Organizamos a pesquisa em três momentos centrais, os quais se substancializam sob a forma dos seguintes capítulos. Em linhas gerais, a primeira parte é dedicada a apresentar o tema da Justiça Comunitária em dois sentidos elementares: enquanto uma concepção em movimento e em construção, evocando algumas elaborações conceituais para tanto, e principalmente, como força motriz do Programa Justiça Comunitária do TJDFT, descrevendo seu funcionamento como um todo, suas atividades, os atores que a integram e suas vertentes principais. Para mais, um espaço do capítulo é destinado a tecer algumas breves elucidações sobre a proposta nacional de Justiça Comunitária do Ministério da Justiça.

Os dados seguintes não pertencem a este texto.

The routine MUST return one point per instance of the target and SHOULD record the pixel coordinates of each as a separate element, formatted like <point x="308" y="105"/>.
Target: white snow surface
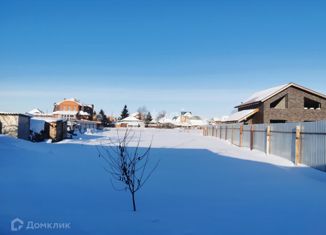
<point x="202" y="186"/>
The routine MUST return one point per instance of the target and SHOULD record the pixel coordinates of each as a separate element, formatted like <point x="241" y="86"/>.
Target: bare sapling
<point x="128" y="166"/>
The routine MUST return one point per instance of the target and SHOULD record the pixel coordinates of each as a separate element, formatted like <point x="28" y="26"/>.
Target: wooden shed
<point x="15" y="124"/>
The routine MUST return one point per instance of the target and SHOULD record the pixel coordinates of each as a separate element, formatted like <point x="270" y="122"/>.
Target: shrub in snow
<point x="127" y="166"/>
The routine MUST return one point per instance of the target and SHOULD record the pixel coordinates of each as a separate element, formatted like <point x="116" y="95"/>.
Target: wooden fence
<point x="298" y="142"/>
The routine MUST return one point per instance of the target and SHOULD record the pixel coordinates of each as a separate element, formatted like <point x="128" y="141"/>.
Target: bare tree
<point x="128" y="166"/>
<point x="142" y="111"/>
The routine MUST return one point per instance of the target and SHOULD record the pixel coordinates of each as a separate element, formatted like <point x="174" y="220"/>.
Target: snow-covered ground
<point x="202" y="186"/>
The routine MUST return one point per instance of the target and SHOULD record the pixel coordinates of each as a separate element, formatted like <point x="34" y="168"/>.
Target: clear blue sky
<point x="202" y="56"/>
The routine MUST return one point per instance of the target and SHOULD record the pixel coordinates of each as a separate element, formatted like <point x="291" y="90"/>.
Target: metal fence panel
<point x="283" y="140"/>
<point x="229" y="133"/>
<point x="260" y="137"/>
<point x="236" y="134"/>
<point x="246" y="136"/>
<point x="313" y="151"/>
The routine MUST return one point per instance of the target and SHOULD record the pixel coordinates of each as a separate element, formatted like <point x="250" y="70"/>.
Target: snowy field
<point x="201" y="186"/>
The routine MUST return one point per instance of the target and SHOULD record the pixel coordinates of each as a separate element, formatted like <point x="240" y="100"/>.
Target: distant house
<point x="130" y="121"/>
<point x="286" y="103"/>
<point x="185" y="119"/>
<point x="48" y="128"/>
<point x="15" y="124"/>
<point x="73" y="109"/>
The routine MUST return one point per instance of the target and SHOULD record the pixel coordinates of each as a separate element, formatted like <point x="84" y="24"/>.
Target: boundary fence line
<point x="301" y="143"/>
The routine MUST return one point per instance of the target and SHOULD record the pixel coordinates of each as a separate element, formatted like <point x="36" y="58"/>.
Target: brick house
<point x="15" y="124"/>
<point x="287" y="103"/>
<point x="73" y="109"/>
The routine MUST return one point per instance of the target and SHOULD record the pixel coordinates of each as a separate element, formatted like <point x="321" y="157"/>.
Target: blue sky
<point x="203" y="56"/>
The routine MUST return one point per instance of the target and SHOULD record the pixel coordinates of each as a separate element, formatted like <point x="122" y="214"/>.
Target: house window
<point x="311" y="104"/>
<point x="281" y="103"/>
<point x="277" y="121"/>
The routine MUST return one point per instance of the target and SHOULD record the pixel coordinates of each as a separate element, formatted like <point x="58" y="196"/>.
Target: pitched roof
<point x="35" y="111"/>
<point x="71" y="99"/>
<point x="242" y="115"/>
<point x="264" y="95"/>
<point x="14" y="114"/>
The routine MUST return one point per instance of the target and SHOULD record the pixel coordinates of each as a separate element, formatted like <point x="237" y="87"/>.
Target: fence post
<point x="226" y="132"/>
<point x="232" y="128"/>
<point x="297" y="145"/>
<point x="268" y="140"/>
<point x="240" y="138"/>
<point x="251" y="137"/>
<point x="220" y="132"/>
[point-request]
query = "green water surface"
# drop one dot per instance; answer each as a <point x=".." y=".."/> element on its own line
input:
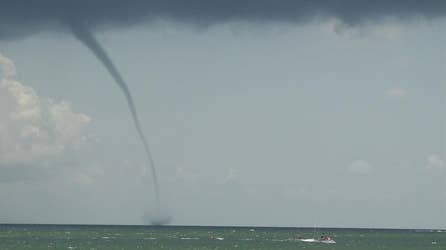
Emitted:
<point x="179" y="237"/>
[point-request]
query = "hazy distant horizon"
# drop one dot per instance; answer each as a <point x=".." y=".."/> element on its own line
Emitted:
<point x="333" y="118"/>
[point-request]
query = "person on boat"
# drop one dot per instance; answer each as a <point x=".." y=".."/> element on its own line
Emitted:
<point x="325" y="238"/>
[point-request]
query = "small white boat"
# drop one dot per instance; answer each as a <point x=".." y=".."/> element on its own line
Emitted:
<point x="327" y="240"/>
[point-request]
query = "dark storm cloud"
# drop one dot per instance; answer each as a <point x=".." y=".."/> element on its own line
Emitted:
<point x="23" y="17"/>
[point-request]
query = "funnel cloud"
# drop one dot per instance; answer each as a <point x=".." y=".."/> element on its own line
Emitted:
<point x="84" y="35"/>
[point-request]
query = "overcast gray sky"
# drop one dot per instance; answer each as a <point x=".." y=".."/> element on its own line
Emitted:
<point x="281" y="123"/>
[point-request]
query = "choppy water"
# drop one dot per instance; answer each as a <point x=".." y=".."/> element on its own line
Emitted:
<point x="179" y="237"/>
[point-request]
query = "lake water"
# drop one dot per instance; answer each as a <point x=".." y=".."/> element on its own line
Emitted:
<point x="181" y="237"/>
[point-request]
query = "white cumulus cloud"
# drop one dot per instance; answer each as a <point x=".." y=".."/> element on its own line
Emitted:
<point x="35" y="131"/>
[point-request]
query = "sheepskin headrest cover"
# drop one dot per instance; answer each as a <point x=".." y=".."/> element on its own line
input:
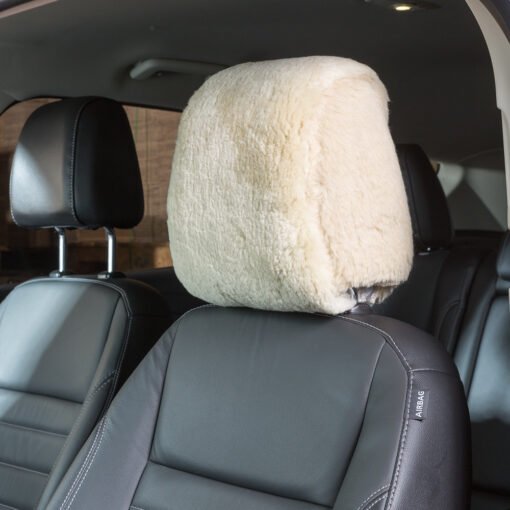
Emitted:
<point x="286" y="192"/>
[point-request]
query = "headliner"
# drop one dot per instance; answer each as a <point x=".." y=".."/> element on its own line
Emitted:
<point x="435" y="63"/>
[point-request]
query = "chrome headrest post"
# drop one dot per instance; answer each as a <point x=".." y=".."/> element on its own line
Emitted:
<point x="62" y="250"/>
<point x="112" y="250"/>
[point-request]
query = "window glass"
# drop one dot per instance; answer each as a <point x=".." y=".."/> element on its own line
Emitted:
<point x="476" y="196"/>
<point x="26" y="253"/>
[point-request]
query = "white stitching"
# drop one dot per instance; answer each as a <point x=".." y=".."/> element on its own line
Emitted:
<point x="81" y="469"/>
<point x="88" y="467"/>
<point x="378" y="500"/>
<point x="402" y="441"/>
<point x="408" y="407"/>
<point x="372" y="495"/>
<point x="384" y="333"/>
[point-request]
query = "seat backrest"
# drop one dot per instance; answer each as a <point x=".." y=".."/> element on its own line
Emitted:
<point x="483" y="358"/>
<point x="309" y="401"/>
<point x="435" y="296"/>
<point x="68" y="342"/>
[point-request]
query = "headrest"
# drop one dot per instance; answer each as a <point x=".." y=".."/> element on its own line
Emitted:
<point x="432" y="226"/>
<point x="286" y="193"/>
<point x="75" y="165"/>
<point x="503" y="265"/>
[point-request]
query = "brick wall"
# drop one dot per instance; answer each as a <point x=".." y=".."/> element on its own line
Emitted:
<point x="26" y="252"/>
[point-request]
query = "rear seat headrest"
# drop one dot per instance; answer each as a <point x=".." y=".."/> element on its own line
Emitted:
<point x="75" y="165"/>
<point x="432" y="226"/>
<point x="503" y="264"/>
<point x="286" y="193"/>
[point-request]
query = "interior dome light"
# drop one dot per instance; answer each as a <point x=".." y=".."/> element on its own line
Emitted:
<point x="410" y="6"/>
<point x="403" y="7"/>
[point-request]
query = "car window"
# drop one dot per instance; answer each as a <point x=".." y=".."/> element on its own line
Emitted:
<point x="26" y="253"/>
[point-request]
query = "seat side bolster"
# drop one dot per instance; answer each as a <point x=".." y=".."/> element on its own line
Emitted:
<point x="423" y="476"/>
<point x="119" y="454"/>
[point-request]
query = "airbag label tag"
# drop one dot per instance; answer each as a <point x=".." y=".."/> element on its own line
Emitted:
<point x="419" y="403"/>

No segundo capítulo, realizamos um movimento similar com o tema da Justiça Restaurativa. Inicialmente, abordamos brevemente algumas tentativas conceituais e o contexto em que a discussão da temática está inserida, para em um segundo momento desenvolvê-la enquanto experiência do Programa Justiça Restaurativa do TJDFT. Neste momento medular, apresentamos sua atuação geral, suas práticas, seu histórico e diversos aspectos concernentes ao seu desenvolvimento.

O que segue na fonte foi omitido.